Earlier this month, Trump argued that this dynamic did not exist. “The Tariffs paid to the USA have had little impact on product cost, mostly borne by China,” he wrote, intimating that Chinese companies have lowered their prices to remain competitive. That has not, in fact, happened. In a new paper, economists based at Princeton, Columbia, and the Federal Reserve Bank of New York write: “Although in principle the effect of higher tariffs on domestic prices could be offset by foreign exporters lowering the pre-tariff prices that they charge for these goods, we find little evidence of such an improvement in the terms of trade up to now.” The authors estimate that Trump’s tariffs were costing consumers about $1.4 billion in real income a month by the end of 2018.

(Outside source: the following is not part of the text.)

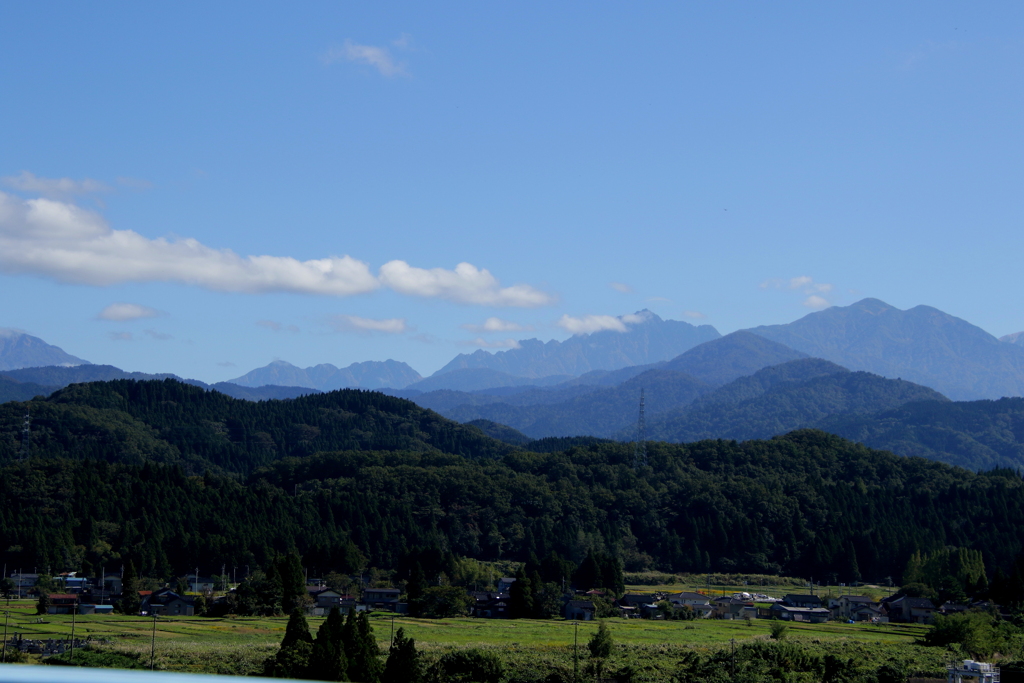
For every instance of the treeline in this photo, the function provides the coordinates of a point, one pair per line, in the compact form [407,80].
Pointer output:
[167,421]
[806,504]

Trump has promised to use the revenue that the government raises from China (remember, the government is not actually raising money from China) to help businesses harmed by the trade war. Washington will demand payments from Beijing, use the money to buy food, and pass the food on “to starving people in nations around the world!” he said. It is true that the government is planning more aid for agricultural firms hit by the trade war, and that Trump wants the U.S. Department of Agriculture to figure out some work-around. But at best, such a plan would involve taking American taxpayer dollars and using them to buy American agricultural goods to ship abroad or to bail out American farms.